Skip to content

[Platform][Cache] Cache content-object inputs via CacheKeyGenerator strategy#2160

Open
tacman wants to merge 1 commit into
symfony:mainfrom
tacman:platform-cacheable-input
Open

[Platform][Cache] Cache content-object inputs via CacheKeyGenerator strategy#2160
tacman wants to merge 1 commit into
symfony:mainfrom
tacman:platform-cacheable-input

Conversation

@tacman

@tacman tacman commented Jun 12, 2026

Copy link
Copy Markdown
Contributor
Q A
Bug fix? no
New feature? yes
Docs? no
Issues Fix #2159
License MIT

CachePlatform (the ai.platform.cache.* decorator) could only build a cache
key for string, array and MessageBag inputs — it threw
Unsupported input type on anything else. That means it could not decorate any
platform task whose top-level input is a content object, which is the normal
shape for the slow/expensive calls most worth caching:

  • audio transcription — $platform->invoke('whisper-1', Audio::fromFile(...))
  • OCR — $platform->invoke('mistral-ocr-latest', new DocumentUrl(...))
  • single-image vision — $platform->invoke($model, new ImageUrl(...))

Approach

Per @chr-hertel's review (keying inputs is the bridge's job — it shouldn't leak
into the Platform component or its content classes), this keeps the knowledge of
how to key an input inside the Cache bridge via a small strategy
interface:

namespace Symfony\AI\Platform\Bridge\Cache;

interface CacheKeyGenerator
{
    public function supports(object $input): bool;
    public function generate(object $input): string;
}

CachePlatform holds an ordered list of generators and the first one that
supports() an input keys it:

$normalizedInput = match (true) {
    \is_string($input) => md5($input),
    \is_array($input) => json_encode($input),
    default => $this->generateInputCacheKey($input), // tries each CacheKeyGenerator
};

The default set covers MessageBag, DocumentUrl, ImageUrl and
File (and its Audio/Image/Video/Document subclasses).
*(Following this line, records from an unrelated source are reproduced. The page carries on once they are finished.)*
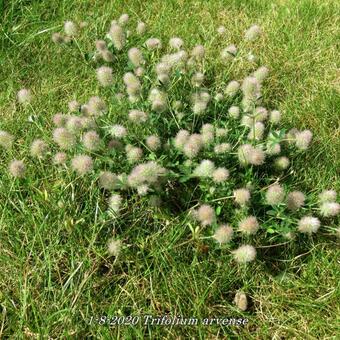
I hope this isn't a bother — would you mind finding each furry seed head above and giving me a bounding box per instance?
[51,32,64,44]
[224,80,240,97]
[274,156,290,170]
[145,38,162,50]
[83,131,101,151]
[99,171,118,190]
[146,135,161,151]
[97,66,113,86]
[17,89,32,105]
[129,110,148,123]
[0,130,14,150]
[213,224,234,244]
[253,66,269,83]
[107,239,122,257]
[320,202,340,217]
[244,25,262,41]
[128,47,144,67]
[234,188,250,205]
[8,159,26,178]
[183,134,203,158]
[71,155,93,176]
[31,139,48,158]
[214,143,231,154]
[238,216,260,235]
[53,127,76,150]
[136,22,146,35]
[174,130,190,150]
[53,152,67,165]
[287,191,305,211]
[108,23,125,51]
[298,216,320,235]
[193,159,215,177]
[110,124,127,138]
[295,130,313,150]
[228,106,240,119]
[169,37,184,50]
[266,184,285,205]
[231,244,256,263]
[197,204,215,226]
[64,21,78,37]
[212,168,229,183]
[319,190,336,203]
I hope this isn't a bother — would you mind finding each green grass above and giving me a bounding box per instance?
[0,0,340,339]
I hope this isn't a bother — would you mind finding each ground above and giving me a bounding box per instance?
[0,0,340,339]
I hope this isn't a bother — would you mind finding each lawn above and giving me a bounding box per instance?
[0,0,340,339]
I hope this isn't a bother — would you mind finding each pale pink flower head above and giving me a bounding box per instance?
[238,216,260,235]
[212,167,229,183]
[287,191,305,211]
[71,155,93,176]
[232,244,256,263]
[128,47,144,67]
[97,66,113,87]
[99,171,118,190]
[213,224,234,244]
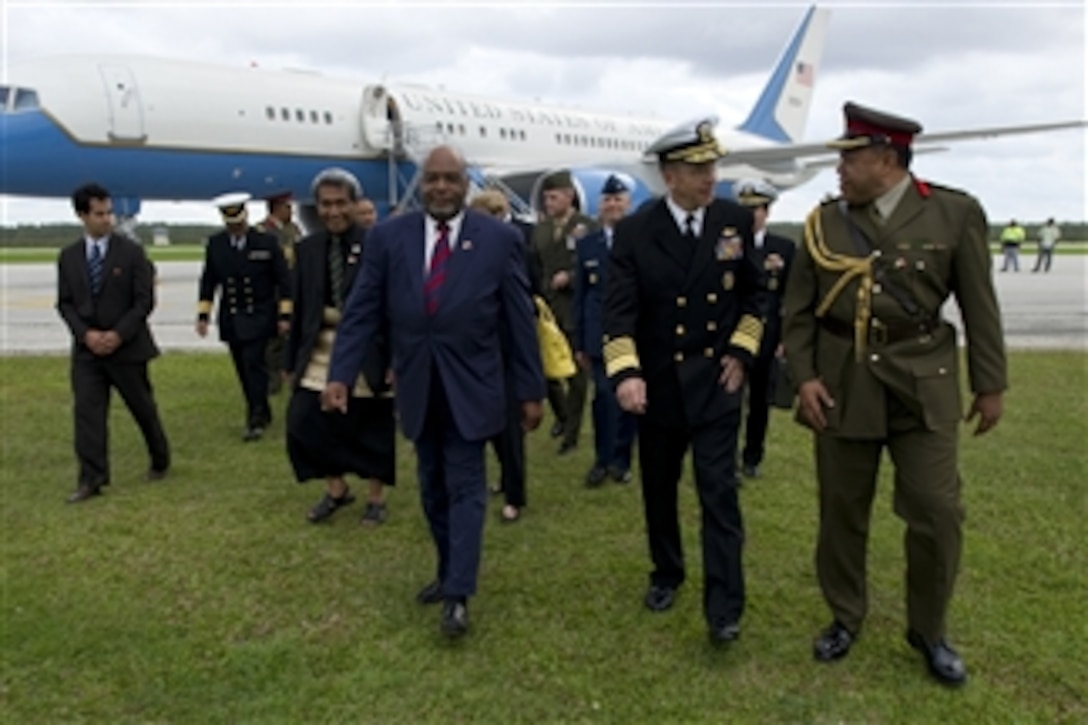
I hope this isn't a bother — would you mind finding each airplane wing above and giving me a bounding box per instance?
[720,121,1088,168]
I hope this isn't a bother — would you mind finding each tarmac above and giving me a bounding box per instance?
[0,255,1088,355]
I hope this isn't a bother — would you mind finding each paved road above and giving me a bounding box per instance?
[0,255,1088,355]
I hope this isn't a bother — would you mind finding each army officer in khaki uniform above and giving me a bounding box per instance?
[783,103,1006,685]
[530,171,597,455]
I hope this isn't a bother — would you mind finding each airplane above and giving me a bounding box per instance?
[0,5,1085,229]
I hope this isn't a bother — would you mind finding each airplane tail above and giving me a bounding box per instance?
[738,5,831,144]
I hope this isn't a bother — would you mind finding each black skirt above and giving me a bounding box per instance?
[287,388,396,486]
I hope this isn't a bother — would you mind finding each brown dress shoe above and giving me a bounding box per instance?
[67,483,102,503]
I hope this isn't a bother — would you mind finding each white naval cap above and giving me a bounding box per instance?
[211,192,254,224]
[646,115,726,163]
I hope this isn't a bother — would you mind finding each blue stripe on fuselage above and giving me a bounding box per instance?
[0,111,413,209]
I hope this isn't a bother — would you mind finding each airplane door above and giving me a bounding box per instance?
[98,65,147,142]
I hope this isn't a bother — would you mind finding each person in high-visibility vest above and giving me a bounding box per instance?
[1001,219,1027,272]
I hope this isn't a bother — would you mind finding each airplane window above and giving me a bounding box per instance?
[12,88,38,111]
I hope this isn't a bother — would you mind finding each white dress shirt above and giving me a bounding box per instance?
[665,196,706,236]
[83,234,110,261]
[423,211,465,277]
DocumentUrl
and ImageUrl key on the URL; File on a hash of its bytes. getCacheKey()
values are used verbatim in a cache key, so the URL/byte arms hash their value
(xxh128) the same way the existing string arm uses md5().

MessageBag now routes through the same mechanism
(MessageBagCacheKeyGenerator), so all object inputs go through one
consistent path instead of a special-cased inline arm.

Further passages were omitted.